Das ist gut, dass der Typ so ist wie er ist. Er ist die Hauptfigur des Films und also sitzen wir im Kinosessel, wahlweise gespannt, wie ihm die gerechte Strafe für sein Auftreten widerfährt – aber wollen wir das: zwei Stunden einem unsympathischen Kerl, wie es ihn in Texas dutzendfach gibt, beim Krepieren zusehen? Oder wir sind gespannt, wie aus diesem HIV-positiven Saulus ein Paulus wird. Weil der Film sich an historischen Vorbildern orientiert, hoffen wir und bekommen die zweite Variante. Wobei man einschränken muss: Der echte Ron Woodroof war nicht halb so homophob wie der im Film, er bewegte sich schon lange vor seiner Diagnose in homosexuellen Kreisen. Aber für die Filmdramaturgie erzählt sich die reine Saulus-Paulus-Lehre  natürlich griffiger. Auch anderes ist der griffigeren Dramaturgie zuliebe verkürzt worden: Dass es ein Film über einen Hetero ist, der fast im Alleingang für Abhilfe sorgt, ist ebensowenig authentisch wie, dass andere Organisationen – die es natürlich gab, von Schwulen gegründet – gar nicht vorkommen.

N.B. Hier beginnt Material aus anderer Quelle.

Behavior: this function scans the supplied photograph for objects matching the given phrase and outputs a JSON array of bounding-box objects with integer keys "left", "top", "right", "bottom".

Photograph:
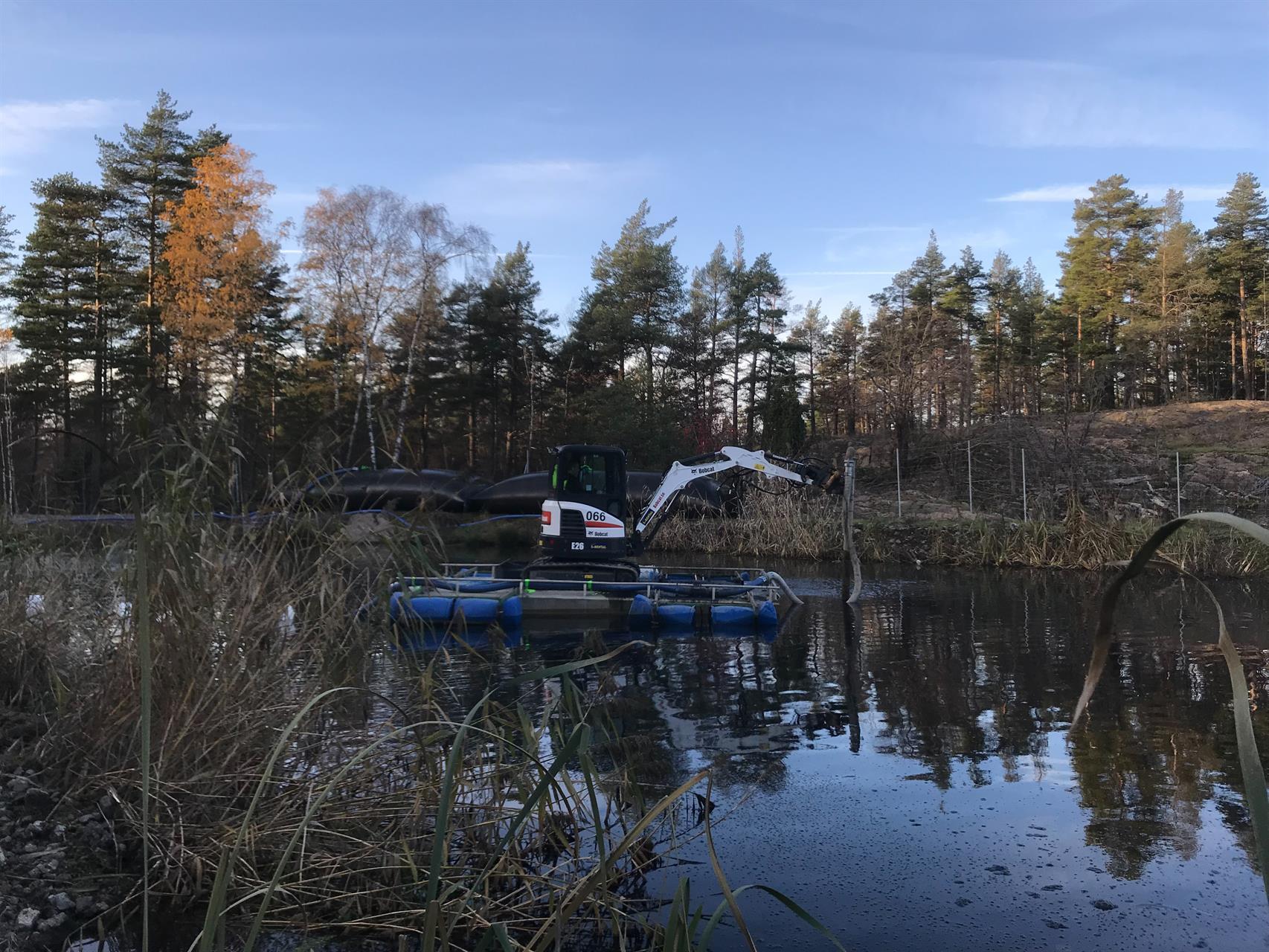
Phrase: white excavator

Plakatmotiv: Dallas Buyers Club (2013)Wir erleben eine unglaubliche Geschichte. Unglaublich, was trotz Gesetzen alles möglich war im Land der unbegrenzten Möglichkeiten. Das pharmazeutische Grundwissen, das der gelernte Elektriker sich über Fachliteratur anliest und an Infizierte – erfolgreich – weitergibt, ist erstaunlich; die Tricks, mit denen er immer neue Medikamente besorgt und legal weiterreicht, sind dreist, aber wirkungsvoll.

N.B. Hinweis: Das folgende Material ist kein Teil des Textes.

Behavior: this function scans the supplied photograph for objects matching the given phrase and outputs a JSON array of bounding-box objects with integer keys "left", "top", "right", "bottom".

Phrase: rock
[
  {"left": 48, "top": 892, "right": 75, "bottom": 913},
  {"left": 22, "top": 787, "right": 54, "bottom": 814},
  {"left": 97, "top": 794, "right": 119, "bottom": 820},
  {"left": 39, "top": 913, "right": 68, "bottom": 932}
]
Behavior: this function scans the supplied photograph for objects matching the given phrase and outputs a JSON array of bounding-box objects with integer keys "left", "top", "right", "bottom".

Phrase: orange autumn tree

Er gründet – beraten von einem befreundeten Rechtsanwalt – eine Käufergemeinschaft in der Rechtsform eines Clubs. Dieser „Dallas Buyers Club“ besorgt gegen einen monatlichen Mitgliedsbeitrag von 400 Dollar die nicht von der FDA zugelassenen Medikamente, wie ddC und T-Peptid, und verteilt sie kostenlos an die HIV-erkrankten Mitglieder des Clubs. Das macht aus geschmuggelten Medikamenten Medikamente zum Eigengebrauch, die nicht gehandelt werden müssen.

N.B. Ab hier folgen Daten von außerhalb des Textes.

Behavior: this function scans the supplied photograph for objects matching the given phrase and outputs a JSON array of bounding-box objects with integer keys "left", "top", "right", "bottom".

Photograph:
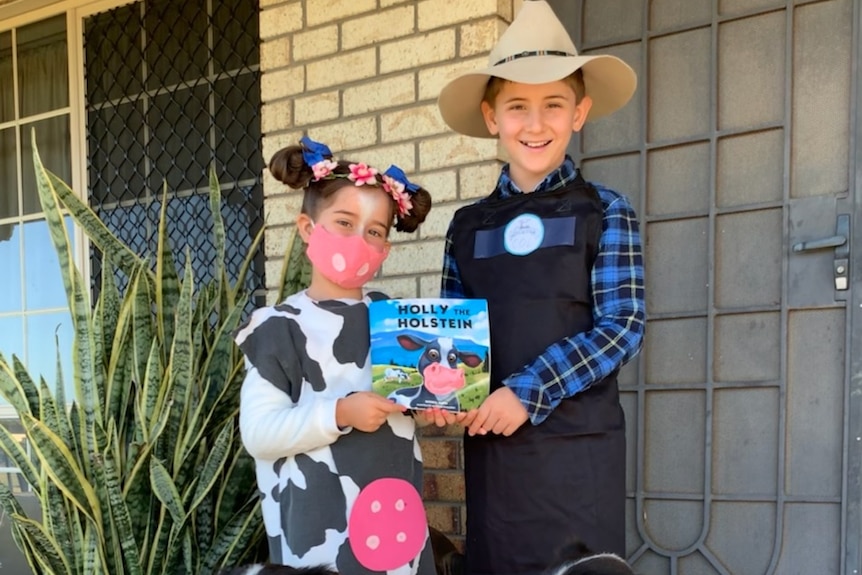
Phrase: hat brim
[{"left": 437, "top": 54, "right": 637, "bottom": 138}]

Der wichtigste, emotionalste Teil des Films ist die Beziehung, die zwischen Ron und seiner Krankenhaus-Bekanntschaft Rayon entsteht, gespielt von Jared Leto ("Alexander" – 2004; Panic Room – 2002; Requiem for a Dream – 2000; American Psycho – 2000; Durchgeknallt – 1999; Fight Club – 1999; Der schmale Grat – 1998; Düstere Legenden – 1998; Ein amerikanischer Quilt – 1995). In diesen Moment entwickelt der Film eine stille, ruhige Kraft.

Und irgendwann steht uns da dieser hagere Typ mit den Augenringen und dem Hobby Rodeo reiten gegenüber. Und ist ganz sympathisch. Er reitet den Bullen halt und versucht, oben zu bleiben. Entschlossen, so wie er gegen die FDA und die Pharmalobby gekämpft hat. McConaughey wurde für diese Rolle 2014 mit dem Hauptrollen-Oscar ausgezeichnet.